We walked around the quintessential New England brick structure, peered inside, and took plenty of photos. Later, we wrapped up the day with a late lunch, choosing a restaurant on the shore of Quechee Lake where mom remembered shooting darts with friends back in the day. She shared stories of 1940’s Canaan with our waitress, who smiled listening to her fond memories. It was a truly special day.

One year later, in November 2017, a fire destroyed the Canaan Congregational Church. An anchor of the community since 1829, it was devastatingly beyond repair. In early 2018, the congregation voted to demolish and rebuild; in 2019 they approved designs for the new church. Renderings look lovely; it will be a modern structure with plenty of space for worship, meetings and even a wi-fi café.

But it will never be the simple brick church it was. Gone is the gathering spot that held such a special place in my mother’s heart. I’m so glad we made that trip, and that she got to see it one more time.

We never know when we see something for the last time. If it’s something that’s special to you, make that trip. Take the time, and those special places will stay with you forever.

~ Karen

The Sound of the Train…

I was visiting with my father recently, sitting outside on his patio, when we both heard a train whistle in the distance. A slight smile came across his face.

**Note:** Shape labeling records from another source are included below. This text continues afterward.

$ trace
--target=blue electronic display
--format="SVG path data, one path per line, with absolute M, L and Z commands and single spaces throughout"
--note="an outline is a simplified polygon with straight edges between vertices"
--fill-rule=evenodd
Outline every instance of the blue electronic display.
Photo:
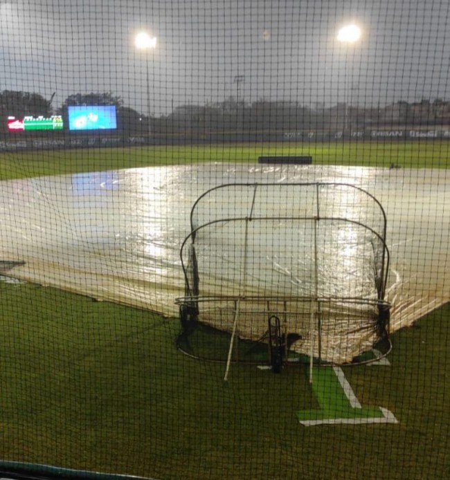
M 114 105 L 69 107 L 69 130 L 113 130 L 116 128 Z

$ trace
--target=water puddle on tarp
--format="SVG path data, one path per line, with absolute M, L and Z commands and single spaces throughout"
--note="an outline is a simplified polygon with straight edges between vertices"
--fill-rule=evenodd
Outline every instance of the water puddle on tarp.
M 450 174 L 359 167 L 200 164 L 0 183 L 7 273 L 99 299 L 176 315 L 179 249 L 192 203 L 232 183 L 337 182 L 374 195 L 387 214 L 391 328 L 450 300 Z

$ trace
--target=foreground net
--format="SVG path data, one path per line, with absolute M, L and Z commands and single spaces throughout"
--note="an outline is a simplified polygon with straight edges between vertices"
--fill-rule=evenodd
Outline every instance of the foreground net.
M 449 44 L 448 0 L 0 0 L 0 477 L 450 478 Z

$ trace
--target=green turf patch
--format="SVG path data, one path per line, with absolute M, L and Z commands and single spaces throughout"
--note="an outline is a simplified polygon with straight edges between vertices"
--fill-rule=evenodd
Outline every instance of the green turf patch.
M 204 162 L 257 163 L 261 156 L 312 156 L 314 165 L 447 168 L 450 142 L 211 144 L 18 151 L 0 154 L 0 180 Z
M 343 368 L 398 425 L 305 428 L 297 413 L 321 409 L 306 365 L 234 364 L 224 382 L 223 364 L 177 351 L 177 319 L 29 284 L 0 295 L 4 461 L 165 480 L 450 472 L 450 305 L 393 335 L 390 367 Z
M 343 386 L 337 373 L 331 367 L 314 367 L 312 376 L 312 389 L 321 406 L 320 410 L 304 410 L 298 414 L 303 425 L 379 423 L 385 418 L 377 407 L 363 407 L 354 396 L 348 384 Z M 344 377 L 345 381 L 345 377 Z M 395 419 L 393 421 L 395 423 Z

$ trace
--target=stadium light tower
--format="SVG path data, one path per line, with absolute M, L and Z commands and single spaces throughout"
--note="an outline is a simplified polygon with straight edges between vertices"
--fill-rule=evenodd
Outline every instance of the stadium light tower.
M 349 91 L 353 89 L 353 66 L 349 67 L 349 59 L 348 59 L 348 52 L 350 48 L 356 44 L 357 44 L 362 36 L 362 30 L 361 27 L 359 27 L 356 24 L 348 24 L 344 25 L 338 31 L 337 40 L 340 43 L 345 45 L 347 48 L 345 49 L 345 73 L 344 76 L 344 93 L 345 95 L 345 113 L 344 118 L 344 131 L 347 129 L 350 126 L 348 125 L 348 102 L 350 94 Z M 348 70 L 350 71 L 352 77 L 350 81 L 348 80 Z M 350 99 L 350 107 L 352 103 L 352 99 Z
M 156 48 L 156 37 L 149 35 L 147 32 L 139 32 L 134 38 L 134 45 L 138 50 L 143 52 L 150 52 L 153 54 Z M 148 113 L 148 133 L 150 133 L 150 78 L 149 74 L 149 63 L 153 60 L 153 55 L 147 56 L 145 62 L 147 68 L 147 110 Z

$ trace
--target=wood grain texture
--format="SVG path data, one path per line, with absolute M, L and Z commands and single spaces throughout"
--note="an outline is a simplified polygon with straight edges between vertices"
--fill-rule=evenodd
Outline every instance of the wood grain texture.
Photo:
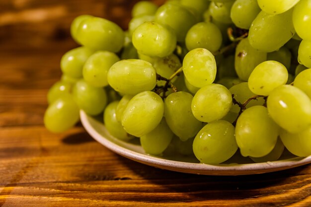
M 135 1 L 0 1 L 0 207 L 311 207 L 310 165 L 236 177 L 179 173 L 118 155 L 80 125 L 59 134 L 44 128 L 46 93 L 62 55 L 76 46 L 70 21 L 90 13 L 126 28 Z

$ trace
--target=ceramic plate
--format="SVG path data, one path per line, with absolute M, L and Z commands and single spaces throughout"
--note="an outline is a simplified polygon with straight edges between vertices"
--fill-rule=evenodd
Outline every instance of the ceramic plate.
M 284 153 L 278 161 L 260 163 L 254 163 L 237 153 L 225 163 L 217 165 L 199 163 L 194 156 L 152 156 L 145 153 L 139 140 L 132 142 L 119 140 L 111 136 L 104 124 L 95 118 L 83 111 L 80 111 L 80 115 L 86 131 L 106 147 L 133 160 L 166 170 L 203 175 L 239 175 L 277 171 L 311 163 L 311 156 L 298 157 L 289 153 Z

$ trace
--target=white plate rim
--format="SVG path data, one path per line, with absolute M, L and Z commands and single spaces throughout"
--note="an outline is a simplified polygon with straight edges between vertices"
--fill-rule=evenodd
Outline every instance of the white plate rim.
M 104 135 L 100 134 L 92 125 L 92 123 L 95 122 L 97 123 L 97 124 L 101 124 L 103 128 L 102 130 L 105 133 L 109 133 L 104 128 L 103 124 L 99 123 L 83 110 L 80 111 L 80 118 L 86 132 L 94 139 L 106 148 L 129 159 L 163 169 L 208 175 L 241 175 L 277 171 L 311 163 L 311 156 L 305 158 L 297 157 L 265 163 L 219 165 L 165 159 L 132 151 L 108 140 L 104 137 Z

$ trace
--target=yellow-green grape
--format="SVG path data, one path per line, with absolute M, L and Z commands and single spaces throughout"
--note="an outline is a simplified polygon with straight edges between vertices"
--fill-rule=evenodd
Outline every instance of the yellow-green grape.
M 260 8 L 270 14 L 278 14 L 293 8 L 300 0 L 257 0 Z
M 84 79 L 94 87 L 107 85 L 108 71 L 113 64 L 119 61 L 119 57 L 111 52 L 95 52 L 88 58 L 83 66 L 82 73 Z
M 232 106 L 231 93 L 226 87 L 212 84 L 201 88 L 194 95 L 191 110 L 194 117 L 203 122 L 221 119 Z
M 200 22 L 193 26 L 187 33 L 187 49 L 205 48 L 210 51 L 219 50 L 223 37 L 220 30 L 212 22 Z
M 307 69 L 295 77 L 294 86 L 299 88 L 311 98 L 311 69 Z
M 169 94 L 164 104 L 164 116 L 171 130 L 181 140 L 194 137 L 202 127 L 191 111 L 193 97 L 189 93 L 178 91 Z
M 300 157 L 311 155 L 311 127 L 296 134 L 281 130 L 282 141 L 292 153 Z
M 76 17 L 72 22 L 70 26 L 70 34 L 73 39 L 78 43 L 79 44 L 77 38 L 77 33 L 80 23 L 84 19 L 92 17 L 89 15 L 80 15 Z
M 266 60 L 266 53 L 254 49 L 249 44 L 248 38 L 242 39 L 235 49 L 234 68 L 237 76 L 247 81 L 254 69 Z
M 223 2 L 212 1 L 209 8 L 211 15 L 213 19 L 222 23 L 226 24 L 232 23 L 232 20 L 230 17 L 230 11 L 234 2 L 234 0 Z
M 123 60 L 114 64 L 108 71 L 109 85 L 126 94 L 151 90 L 156 82 L 156 69 L 150 63 L 141 60 Z
M 62 81 L 59 81 L 54 83 L 48 92 L 47 98 L 49 104 L 64 95 L 70 94 L 72 86 L 71 83 Z
M 128 133 L 141 137 L 159 124 L 164 113 L 161 97 L 152 91 L 145 91 L 133 97 L 123 112 L 122 124 Z
M 221 163 L 236 151 L 234 127 L 224 120 L 217 120 L 205 125 L 193 141 L 194 155 L 202 163 Z
M 123 129 L 116 119 L 116 112 L 119 101 L 114 101 L 107 106 L 104 111 L 104 124 L 110 135 L 118 139 L 127 141 L 134 138 Z
M 178 42 L 183 42 L 187 32 L 196 22 L 194 15 L 181 5 L 165 3 L 159 7 L 155 15 L 155 21 L 171 27 Z
M 214 55 L 204 48 L 197 48 L 186 55 L 183 61 L 185 77 L 191 85 L 201 88 L 211 84 L 216 76 Z
M 81 22 L 77 38 L 82 45 L 96 50 L 119 52 L 123 46 L 124 33 L 116 24 L 99 17 L 86 18 Z
M 163 118 L 156 129 L 141 137 L 141 144 L 146 153 L 159 155 L 167 147 L 173 135 Z
M 64 95 L 48 107 L 44 114 L 44 126 L 52 132 L 63 132 L 74 127 L 79 118 L 79 108 L 72 96 Z
M 268 97 L 269 114 L 276 123 L 293 134 L 311 126 L 311 100 L 303 91 L 290 85 L 281 85 Z
M 82 77 L 83 66 L 94 51 L 85 47 L 80 47 L 65 53 L 61 60 L 63 73 L 72 78 Z
M 311 41 L 301 41 L 298 50 L 298 62 L 308 68 L 311 68 Z
M 132 9 L 132 16 L 133 17 L 142 15 L 154 15 L 157 9 L 157 5 L 155 3 L 142 0 L 135 3 Z
M 284 144 L 283 144 L 281 139 L 279 138 L 274 148 L 269 154 L 261 157 L 250 157 L 250 158 L 255 162 L 272 162 L 277 160 L 282 155 L 284 150 Z
M 279 50 L 269 53 L 267 56 L 267 61 L 275 61 L 281 63 L 289 70 L 291 67 L 291 51 L 286 47 L 282 47 Z
M 73 94 L 79 108 L 90 115 L 102 112 L 107 104 L 107 94 L 103 88 L 92 86 L 84 80 L 74 86 Z
M 279 131 L 266 107 L 255 106 L 247 109 L 235 126 L 235 138 L 241 154 L 254 157 L 267 155 L 275 146 Z
M 231 7 L 230 17 L 235 26 L 248 29 L 260 11 L 257 0 L 236 0 Z
M 288 79 L 287 69 L 282 64 L 267 61 L 255 68 L 248 78 L 248 87 L 253 93 L 266 96 L 275 88 L 286 84 Z
M 128 104 L 134 97 L 133 95 L 125 95 L 121 99 L 116 109 L 116 119 L 119 122 L 121 122 L 123 117 L 123 112 Z
M 163 58 L 173 53 L 176 37 L 169 27 L 153 21 L 143 23 L 133 33 L 133 44 L 140 53 Z
M 244 82 L 243 80 L 236 77 L 224 77 L 220 79 L 216 83 L 223 85 L 228 89 L 229 89 L 233 85 L 243 82 Z
M 297 34 L 304 40 L 311 41 L 311 3 L 301 0 L 294 8 L 293 22 Z
M 234 94 L 233 97 L 238 102 L 243 104 L 250 98 L 256 95 L 253 93 L 248 87 L 248 83 L 244 82 L 237 84 L 233 85 L 229 89 L 232 94 Z M 265 101 L 263 97 L 257 98 L 256 99 L 253 99 L 250 101 L 246 105 L 246 108 L 248 108 L 254 106 L 262 106 Z M 234 104 L 230 111 L 238 113 L 240 111 L 240 108 L 236 104 Z
M 295 33 L 291 9 L 280 14 L 261 11 L 249 28 L 248 39 L 254 48 L 271 52 L 284 45 Z

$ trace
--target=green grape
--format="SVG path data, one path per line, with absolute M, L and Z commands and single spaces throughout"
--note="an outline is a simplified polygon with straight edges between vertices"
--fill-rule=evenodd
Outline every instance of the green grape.
M 250 98 L 256 95 L 253 93 L 248 87 L 248 83 L 244 82 L 233 85 L 229 89 L 232 94 L 234 94 L 234 99 L 238 102 L 243 104 Z M 265 102 L 263 97 L 257 98 L 250 101 L 246 105 L 246 108 L 248 108 L 254 106 L 262 106 Z M 240 111 L 240 107 L 236 104 L 234 104 L 230 111 L 238 113 Z
M 311 98 L 311 69 L 305 69 L 298 74 L 294 81 L 294 86 Z
M 191 110 L 197 119 L 210 122 L 226 116 L 232 104 L 229 90 L 223 85 L 212 84 L 197 92 L 192 100 Z
M 80 15 L 76 17 L 72 22 L 70 26 L 70 34 L 73 39 L 78 43 L 79 44 L 77 39 L 77 33 L 80 23 L 84 19 L 91 17 L 93 16 L 89 15 Z
M 139 53 L 163 58 L 172 53 L 176 39 L 170 28 L 153 21 L 143 23 L 133 33 L 132 41 Z
M 159 155 L 167 147 L 173 135 L 163 118 L 156 129 L 141 137 L 141 144 L 146 153 Z
M 159 7 L 155 21 L 172 28 L 177 41 L 181 42 L 185 41 L 187 32 L 197 22 L 194 15 L 187 8 L 171 3 L 165 3 Z
M 82 77 L 83 66 L 94 51 L 85 47 L 80 47 L 67 52 L 61 60 L 63 73 L 74 78 Z
M 261 63 L 248 78 L 248 87 L 254 93 L 268 95 L 275 88 L 286 84 L 288 72 L 281 63 L 274 61 Z
M 283 144 L 280 138 L 278 138 L 275 146 L 272 151 L 267 155 L 261 157 L 252 157 L 250 158 L 255 162 L 266 162 L 277 160 L 284 150 L 284 144 Z
M 298 133 L 311 126 L 311 100 L 298 88 L 283 85 L 271 92 L 267 100 L 271 118 L 291 133 Z
M 129 102 L 123 112 L 122 126 L 128 133 L 141 137 L 156 129 L 163 113 L 161 97 L 154 92 L 142 92 Z
M 73 94 L 79 108 L 90 115 L 99 114 L 107 104 L 107 95 L 104 89 L 92 86 L 84 80 L 76 83 Z
M 231 157 L 237 150 L 234 127 L 224 120 L 205 125 L 194 138 L 194 155 L 201 162 L 219 164 Z
M 155 20 L 155 16 L 151 15 L 143 15 L 135 16 L 129 23 L 129 32 L 131 36 L 137 27 L 143 23 L 152 21 Z
M 296 0 L 295 0 L 296 1 Z M 311 41 L 311 3 L 301 0 L 294 8 L 293 22 L 297 34 L 304 40 Z
M 71 92 L 72 87 L 71 83 L 62 81 L 54 83 L 48 92 L 48 103 L 49 104 L 51 104 L 64 95 L 69 94 Z
M 300 157 L 311 155 L 311 127 L 297 134 L 281 130 L 282 141 L 292 153 Z
M 197 48 L 186 55 L 183 62 L 185 77 L 195 87 L 212 83 L 216 76 L 216 62 L 213 54 L 204 48 Z
M 202 127 L 191 111 L 193 97 L 189 93 L 178 91 L 169 94 L 164 103 L 164 116 L 171 130 L 181 140 L 194 137 Z
M 142 0 L 135 3 L 132 9 L 132 16 L 133 17 L 142 15 L 154 15 L 157 9 L 157 5 L 155 3 Z
M 267 56 L 267 61 L 275 61 L 284 65 L 288 70 L 291 67 L 291 51 L 286 47 L 282 47 L 279 50 L 269 53 Z
M 104 123 L 110 135 L 118 139 L 127 141 L 134 137 L 127 134 L 116 119 L 116 111 L 119 102 L 114 101 L 107 106 L 104 112 Z
M 254 49 L 248 38 L 238 43 L 235 49 L 234 68 L 238 77 L 247 81 L 254 69 L 260 63 L 267 60 L 267 53 Z
M 223 85 L 228 89 L 230 88 L 233 85 L 244 82 L 243 80 L 235 77 L 224 77 L 220 79 L 216 83 Z
M 125 95 L 120 100 L 116 109 L 116 118 L 119 122 L 122 121 L 123 112 L 124 112 L 126 106 L 133 97 L 134 96 L 132 95 Z
M 230 17 L 230 11 L 234 2 L 234 0 L 223 2 L 212 1 L 209 9 L 213 18 L 226 24 L 232 23 Z
M 225 77 L 237 77 L 234 69 L 234 56 L 231 55 L 217 66 L 217 75 L 220 78 Z
M 278 14 L 293 8 L 300 0 L 257 0 L 260 8 L 270 14 Z
M 223 37 L 220 30 L 211 22 L 200 22 L 193 26 L 186 36 L 187 49 L 205 48 L 210 51 L 219 50 Z
M 270 52 L 284 45 L 295 33 L 292 13 L 293 9 L 276 15 L 260 11 L 249 28 L 248 39 L 252 47 Z
M 235 138 L 242 155 L 260 157 L 274 148 L 280 128 L 262 106 L 250 107 L 242 113 L 235 126 Z
M 113 53 L 119 52 L 124 42 L 124 33 L 118 25 L 99 17 L 82 21 L 76 36 L 78 41 L 83 46 Z
M 236 0 L 230 12 L 230 17 L 235 26 L 248 29 L 260 11 L 257 0 Z
M 307 68 L 311 68 L 311 41 L 301 41 L 298 50 L 298 62 Z
M 52 132 L 63 132 L 74 127 L 79 118 L 79 108 L 72 96 L 64 95 L 48 107 L 44 114 L 44 125 Z
M 295 70 L 295 77 L 298 75 L 298 74 L 300 73 L 303 71 L 305 70 L 306 69 L 308 69 L 306 66 L 303 65 L 298 64 L 298 65 L 296 67 L 296 68 Z
M 108 85 L 107 74 L 110 67 L 120 61 L 114 53 L 108 51 L 98 51 L 92 55 L 84 65 L 83 77 L 89 84 L 94 87 Z
M 108 71 L 108 82 L 117 91 L 137 94 L 156 86 L 156 69 L 147 61 L 129 59 L 119 61 Z

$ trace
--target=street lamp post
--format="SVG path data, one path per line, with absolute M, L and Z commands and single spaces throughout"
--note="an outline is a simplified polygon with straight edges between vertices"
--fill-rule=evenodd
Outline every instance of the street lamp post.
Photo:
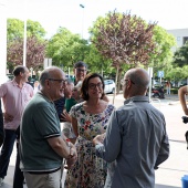
M 24 0 L 23 66 L 27 65 L 27 0 Z
M 84 30 L 84 6 L 80 4 L 80 7 L 83 9 L 83 15 L 82 15 L 82 39 L 83 39 L 83 30 Z

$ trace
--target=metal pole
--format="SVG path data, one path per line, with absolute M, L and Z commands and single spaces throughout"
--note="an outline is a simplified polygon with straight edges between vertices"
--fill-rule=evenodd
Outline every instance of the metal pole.
M 24 0 L 23 66 L 27 65 L 27 0 Z
M 7 72 L 7 4 L 6 1 L 0 0 L 0 84 L 8 81 Z
M 83 39 L 83 30 L 84 30 L 84 6 L 80 4 L 80 7 L 83 9 L 83 15 L 82 15 L 82 39 Z

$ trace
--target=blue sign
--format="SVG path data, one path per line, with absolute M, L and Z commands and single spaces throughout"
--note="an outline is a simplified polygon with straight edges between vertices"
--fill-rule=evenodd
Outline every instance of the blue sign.
M 158 71 L 158 77 L 164 77 L 164 71 Z

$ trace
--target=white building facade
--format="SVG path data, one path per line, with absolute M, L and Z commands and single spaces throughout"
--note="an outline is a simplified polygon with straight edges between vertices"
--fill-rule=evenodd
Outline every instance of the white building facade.
M 188 29 L 174 29 L 167 30 L 168 33 L 173 34 L 176 39 L 177 46 L 173 50 L 175 51 L 177 48 L 182 46 L 186 41 L 188 41 Z

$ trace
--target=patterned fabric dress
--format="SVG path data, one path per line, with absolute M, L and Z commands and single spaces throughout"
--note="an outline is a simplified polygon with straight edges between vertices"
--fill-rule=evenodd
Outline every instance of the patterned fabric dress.
M 107 163 L 96 157 L 92 139 L 105 133 L 107 122 L 114 106 L 108 104 L 103 113 L 88 114 L 84 111 L 83 103 L 76 104 L 71 109 L 71 115 L 77 119 L 79 137 L 75 146 L 77 161 L 67 170 L 65 188 L 103 188 L 107 174 Z

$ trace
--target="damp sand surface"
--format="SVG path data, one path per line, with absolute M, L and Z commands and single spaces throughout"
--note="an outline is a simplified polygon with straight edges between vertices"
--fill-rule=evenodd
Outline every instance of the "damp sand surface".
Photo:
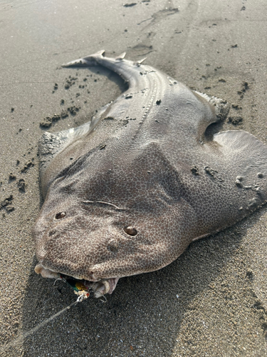
M 120 280 L 19 339 L 76 297 L 43 279 L 31 229 L 40 211 L 38 139 L 88 121 L 125 84 L 107 69 L 61 64 L 105 49 L 147 62 L 231 104 L 212 130 L 267 144 L 267 24 L 248 2 L 59 0 L 0 5 L 1 356 L 267 356 L 267 211 L 191 244 L 166 268 Z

“Whenever I hear the train, I say, ‘Hi, Pop!’” he said, going on to tell me why.

My grandfather worked for the railroad. As the story goes, when he’d almost reached the end of his shift, he would blow the train whistle when he knew he was close enough to home for his kids to hear it. They would then run to the train depot to meet him as he got off of work, and they’d all walk home together. My big, strong grandfather and his gaggle of kids. 

My dad is 89 years old. His father died in 1957. But this wonderful story lives on daily, in the simple sound of a train whistle.

This is why I started Your Stories Ink. Because stories like these are what weave through the fabric of our lives, our histories, our wonderful occasions and inevitable heartbreak. Whenever I hear someone say they don’t have much of a story to tell, I immediately disagree. Everybody does. The ordinary is made extraordinary by the simple fact that it is your version of life and no one else’s. I rejoice in the opportunity to help people see that, and to help capture the stories we all want told and cherished for years to come.

I’ll be heading back up to see Dad soon, and I’ll be sitting down with biography clients as well. Whenever possible I’ll give a glimpse of my projects here in the Your Stories Ink blog. I welcome your feedback along the way!